For our dreams will rush off to the places, people, and feelings we have been so purposefully avoiding. Our real self cannot be the one that is hooked to the modern noise of music and cannot fall asleep to the solemn silence of the pillow, scared of the places the mind will wander when left outside your own strict control. What are we if not our unconscious? We cannot run forever.
The grief or threat of future grief is what nudges me into my liminality, but what is grief if it is not the very act of preserving love, or trying to? In our transition into existence, we destroy the love we were trying to preserve. We let go of what our fear warned us about: losing love.
Losing someone is not painful without love. It is the presence of love that makes the loss grief. By choosing existence, we let the potential pain win against the eternal love we have for the lost. Liminality eliminates the sensation we live to feel, and our fear slowly leads to the loss of ourselves too.
These two selves –the existing and living– cannot cohabit our body, at least not mine. The extremes are where you can find me, because the boundary takes away both the prize of the present and the preservation of pain. The impossibility of choosing both existing and living is much like running after a train that is passing whilst also trying to get on the train present on the other platform. Before rushing to the tracks, I must decide whether to run after presence or numbness.

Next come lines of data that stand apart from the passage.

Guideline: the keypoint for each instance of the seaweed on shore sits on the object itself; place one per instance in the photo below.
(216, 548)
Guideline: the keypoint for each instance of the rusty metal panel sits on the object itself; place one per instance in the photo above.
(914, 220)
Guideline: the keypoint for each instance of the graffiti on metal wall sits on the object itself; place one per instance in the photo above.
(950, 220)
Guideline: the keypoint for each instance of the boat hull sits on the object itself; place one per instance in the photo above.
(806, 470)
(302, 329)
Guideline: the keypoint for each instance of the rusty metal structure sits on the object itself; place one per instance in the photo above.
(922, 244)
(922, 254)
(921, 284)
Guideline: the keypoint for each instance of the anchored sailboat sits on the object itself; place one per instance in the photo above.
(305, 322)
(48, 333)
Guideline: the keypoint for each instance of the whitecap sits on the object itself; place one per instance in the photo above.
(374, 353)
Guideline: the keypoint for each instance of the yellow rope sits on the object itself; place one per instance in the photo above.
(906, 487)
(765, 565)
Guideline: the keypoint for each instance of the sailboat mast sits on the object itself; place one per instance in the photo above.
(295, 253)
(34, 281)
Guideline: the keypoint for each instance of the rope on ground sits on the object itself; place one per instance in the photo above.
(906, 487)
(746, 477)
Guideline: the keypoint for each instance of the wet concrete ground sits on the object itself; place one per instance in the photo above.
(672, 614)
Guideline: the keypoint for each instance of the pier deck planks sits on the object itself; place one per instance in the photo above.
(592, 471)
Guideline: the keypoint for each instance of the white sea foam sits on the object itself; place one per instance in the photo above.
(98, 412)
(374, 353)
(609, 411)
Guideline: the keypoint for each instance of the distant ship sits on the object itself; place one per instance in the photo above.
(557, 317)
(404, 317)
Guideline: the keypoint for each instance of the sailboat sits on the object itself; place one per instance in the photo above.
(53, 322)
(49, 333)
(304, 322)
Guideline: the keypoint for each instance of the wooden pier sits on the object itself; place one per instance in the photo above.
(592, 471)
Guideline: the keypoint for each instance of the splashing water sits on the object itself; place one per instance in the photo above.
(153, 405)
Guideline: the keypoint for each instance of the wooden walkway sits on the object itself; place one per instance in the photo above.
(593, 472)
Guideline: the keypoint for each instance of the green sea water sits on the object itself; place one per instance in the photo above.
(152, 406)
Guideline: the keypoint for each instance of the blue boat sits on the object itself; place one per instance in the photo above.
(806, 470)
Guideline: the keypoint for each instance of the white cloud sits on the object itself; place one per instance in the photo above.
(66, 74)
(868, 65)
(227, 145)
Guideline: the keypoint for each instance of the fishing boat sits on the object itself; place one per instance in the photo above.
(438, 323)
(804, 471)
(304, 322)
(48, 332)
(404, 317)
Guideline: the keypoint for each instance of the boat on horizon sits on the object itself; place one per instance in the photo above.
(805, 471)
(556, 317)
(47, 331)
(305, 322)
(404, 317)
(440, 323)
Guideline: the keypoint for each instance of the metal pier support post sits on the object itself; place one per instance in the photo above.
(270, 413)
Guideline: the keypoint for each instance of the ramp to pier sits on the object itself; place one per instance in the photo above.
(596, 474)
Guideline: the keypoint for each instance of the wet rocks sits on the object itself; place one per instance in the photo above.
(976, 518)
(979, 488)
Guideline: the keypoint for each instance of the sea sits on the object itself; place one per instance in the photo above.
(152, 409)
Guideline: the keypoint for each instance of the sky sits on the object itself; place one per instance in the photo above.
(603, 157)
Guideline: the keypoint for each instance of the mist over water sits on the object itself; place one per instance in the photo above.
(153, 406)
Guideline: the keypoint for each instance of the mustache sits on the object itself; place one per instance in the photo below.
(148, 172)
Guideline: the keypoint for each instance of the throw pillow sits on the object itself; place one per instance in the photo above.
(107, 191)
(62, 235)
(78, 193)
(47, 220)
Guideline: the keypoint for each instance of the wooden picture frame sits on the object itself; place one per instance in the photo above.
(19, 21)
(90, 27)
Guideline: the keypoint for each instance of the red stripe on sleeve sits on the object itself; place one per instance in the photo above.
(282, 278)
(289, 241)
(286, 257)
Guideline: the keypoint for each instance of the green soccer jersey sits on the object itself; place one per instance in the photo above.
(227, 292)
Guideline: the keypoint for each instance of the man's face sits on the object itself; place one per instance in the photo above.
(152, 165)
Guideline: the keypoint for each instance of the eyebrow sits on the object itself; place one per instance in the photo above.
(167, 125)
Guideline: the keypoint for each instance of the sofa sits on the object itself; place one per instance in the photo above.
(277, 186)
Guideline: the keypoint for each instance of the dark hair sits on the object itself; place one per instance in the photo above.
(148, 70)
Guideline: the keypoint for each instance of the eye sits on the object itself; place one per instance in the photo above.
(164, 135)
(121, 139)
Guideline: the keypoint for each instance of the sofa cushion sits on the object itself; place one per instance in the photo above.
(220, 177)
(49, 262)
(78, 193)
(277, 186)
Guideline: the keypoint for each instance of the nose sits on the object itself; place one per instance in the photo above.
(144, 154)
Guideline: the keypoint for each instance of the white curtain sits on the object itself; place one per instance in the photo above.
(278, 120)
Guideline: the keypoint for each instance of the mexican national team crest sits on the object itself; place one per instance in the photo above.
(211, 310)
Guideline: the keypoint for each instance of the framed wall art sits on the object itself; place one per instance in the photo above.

Indeed, the joy of presence prevails. My monotone escape to my mind's liminal space cannot sustain me. For I strive to be the same child who walked to school with three ponytails — one pink, one blue, and of course one with an orange elastic.
I want to be the same child who spelled every word wrong in her journal about her devastating day in the second grade. I hope to be the same child who played soccer with so much pride despite only starting last Wednesday. I will be the same child who befriends the grandpa living next door because he offered me a big watermelon.
I need to be this child to feel the present, the new, and become entirely myself.
To live is to carry her with me no matter where I go.